O.K. Corral

« Je suis assez ignorante, mais je suis certaine d’une chose, c’est qu’une œuvre d’art ne peut pas être un règlement de comptes, ou alors ce n’est pas une œuvre d’art »… C’est ainsi que, dans Domicile Conjugal, Christine Darbon met en garde Antoine Doinel quand à la rédaction du roman autobiographique sur lequel il travaille. Par la bouche de son héroïne, c’est François Truffaut qui parle. Le cinéaste l’a dit sous différentes formes dans ses films ou ses écrits : pour lui l’art est affaire de morale.

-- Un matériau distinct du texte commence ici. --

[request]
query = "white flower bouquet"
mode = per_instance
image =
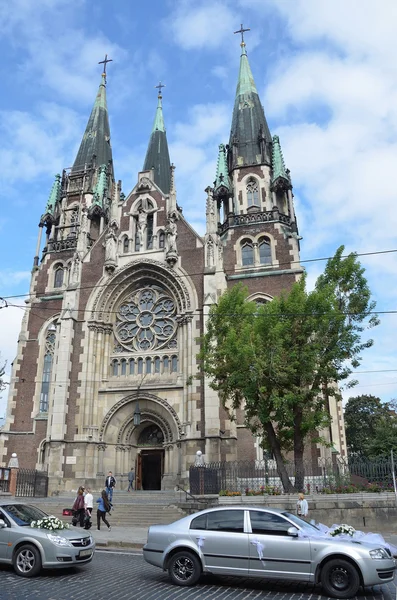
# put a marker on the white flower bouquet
(343, 530)
(51, 523)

Rivette ne parlait pas d’autre chose à propos du fameux travelling du film de Pontecorvo : « Voyez cependant, dans Kapo, le plan où Riva se suicide, en se jetant sur les barbelés électrifiés : l’homme qui décide, à ce moment, de faire un travelling avant pour recadrer le cadavre en contre-plongée, en prenant soin d’inscrire exactement la main levée dans un angle de son cadrage final, cet homme n’a droit qu’au plus profond mépris. » On sait par ailleurs que cet article de Jacques Rivette intitulé « De l’abjection » a beaucoup compté dans le dispositif monté par Claude Lanzmann pour donner naissance à son œuvre majeure « Shoah ». Autrement dit, dans quelle posture de cinéaste doit-on se mettre pour représenter l’irreprésentable : l’horreur des camps ?

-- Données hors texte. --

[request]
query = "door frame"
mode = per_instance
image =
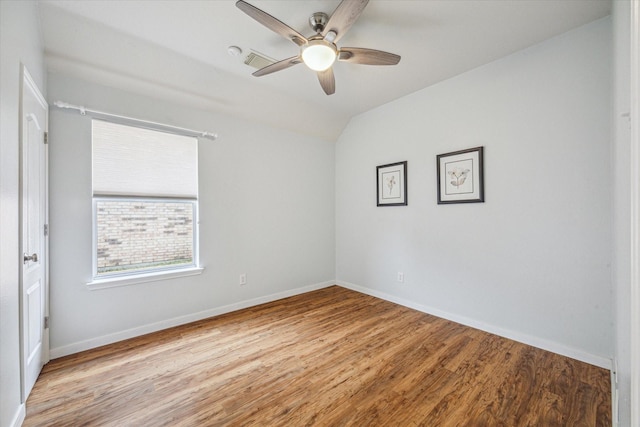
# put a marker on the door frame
(27, 81)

J’ai repensé à tout cela en entendant l’autre jour sur France Inter, Arnaud Desplechin présenter son dernier film Frère et Sœur. Il y parlait de la mort d’un enfant, celui de Louis, le « frère » du film, et évoquait comme source d’inspiration la mort du fils de Claude Lanzmann qui, disait-il, était son ami. Est-ce l’association immédiate Lanzmann/Rivette, mais je n’ai pas pu m’empêcher de penser que ce que je venais d’entendre était « abject » ?

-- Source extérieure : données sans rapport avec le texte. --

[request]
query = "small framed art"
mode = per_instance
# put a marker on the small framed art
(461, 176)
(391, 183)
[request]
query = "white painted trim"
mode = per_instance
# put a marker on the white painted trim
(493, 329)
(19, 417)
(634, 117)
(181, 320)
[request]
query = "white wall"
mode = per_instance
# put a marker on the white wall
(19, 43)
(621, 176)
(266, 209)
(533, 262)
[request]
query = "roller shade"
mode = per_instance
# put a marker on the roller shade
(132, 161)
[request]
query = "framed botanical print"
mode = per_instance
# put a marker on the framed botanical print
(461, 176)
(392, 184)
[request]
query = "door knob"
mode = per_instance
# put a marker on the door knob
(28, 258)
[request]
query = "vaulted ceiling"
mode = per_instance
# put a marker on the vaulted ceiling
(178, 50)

La vie de tout cinéaste qui, pour reprendre les mots de l’ignorante Christine veut faire « une œuvre d’art », est évidemment traversée par son intimité. Truffaut et Rivette en sont de parfaits exemples. Pas un de leurs films qui ne renvoie à eux-mêmes. Faire un film qui vous ressemble, c’est un peu la moindre des choses et c’est le plaisir d’une œuvre que chaque nouveau rendez-vous nous en apprenne un peu plus sur son auteur. Cependant, la manière n’est pas indifférente. Si Arnaud Desplechin avait évoqué des moments douloureux qu’il avait lui-même traversés et qui lui avait inspiré la scène de la mort de l’enfant, je ne serai pas en train d’écrire ces lignes. Mais pourquoi citer Claude Lanzmann ? Parce que c’est un ami ? Mais alors, c’est…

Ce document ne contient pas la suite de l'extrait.